I equate a good horror movie to a really spicy meal. When a movie is really scary, it gets your heart racing, it makes you sweat, and it makes you uncomfortable in your seat. A spicy meal will do the same thing. Both the movie and the meal are a form of self-abuse, if you think about it. We knowingly bring terror into our lives or we knowingly set our tongues and mouths on fire. But why?
I’d argue first and foremost that it’s because of the rush.
Can I handle this? Can I handle watching The Ring in the dark? Can I handle a full bite of jalapeño chili? I’ll never know unless I try, and even if it brings me to tears, I can’t give up once I’ve started. There’s more at stake here than simply watching a movie or eating a meal. This is about taking your heart and stomach on a rollercoaster with no brakes. This is about pushing your psychiatric well-being to its snapping point and giving your sweat glands a work-out. That’s the rush.
We watch horror movies as a way of release, and we eat spicy foods as a way of cleansing.

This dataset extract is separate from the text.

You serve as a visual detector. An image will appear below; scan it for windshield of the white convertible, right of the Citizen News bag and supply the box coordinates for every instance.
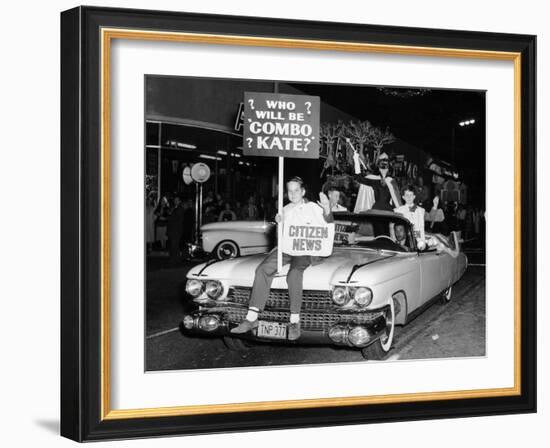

After a good horror movie, I feel elated. I feel like a survivor. I’ve just witnessed sheer terror and probably jumped out of my skin a half dozen times, and I’m sure I spent half the time cowering behind my knees with a hand held over my mouth. All that stress, all that tension, it fills me up like a balloon and, eventually, something will burst out of the shadows and pop that stress balloon–perhaps resulting in an embarrassing shriek. It feels good. When I’m watching a horror movie, I’m not thinking about my job, my school work, my taxes, or my petty concerns. There are people in much greater danger than I am on the screen, and I can take comfort in knowing that no matter how crappy my day was, at least I’m not being chased down by a man in flesh mask wielding a chainsaw.
Spicy food does the same thing. Most of the food we eat, delicious as it is, doesn’t really affect you the way spicy food does. A plate of spaghetti does not have the same physical impact as a bad-ass salsa. We seek the cleanse, which comes not specifically from the food, but the results that come from eating it. Truly spicy food will make your face turn red. It’ll wreck havoc on your digestive system. It’ll make you wish you’d never been born. Yet the abuse is somehow tolerated because, in the end, we feel better and we feel stronger. If we can survive that cayenne red pepper sauce, we can survive anything. The sweat, the charred roof of your mouth, and the feeling that you’ve just swallowed a bucket of hot coals is completely validated once the burning goes away. You’ve just sweated out a bunch of toxins and forced your body into immediate survival mode. It’s a wake up call, a test. This is cleansing, even if it hurts, and this is why we do it.
We need a good release. We deserve a good cleanse now and then. We’re a species with a tendency to worry too much, to fear too much, and to repress too much. This leads to toxic build up.
Let that stuff out. Stretch yourself. Go see a scary movie, release that tension. Go eat some spicy food, cleanse your taste-buds.
And if you want, find an alternative. Find another way to feel the rush and push your limits. You’ll feel remarkably better afterward.
3 thoughts on “34. Horror and spice”
your post made me chuckle. im not one for spicy food, but i feel quite proud of myself after sitting through a horror movie by myself. of course, afterwards im laying wide awake in bed, my heart jumping from my chest into my throat every time i hear a noise or see a shadow move across the wall but its all about the experience!
I watched Scream at my dad’s house a long time ago, when I was just a kid, and I didn’t sleep at all that night. Didn’t help that the front door didn’t lock!
oh no that wouldn’t help at all haha! ahh, scream, the movie where every big boobed girl about to be killed runs up the stairs instead of the front door.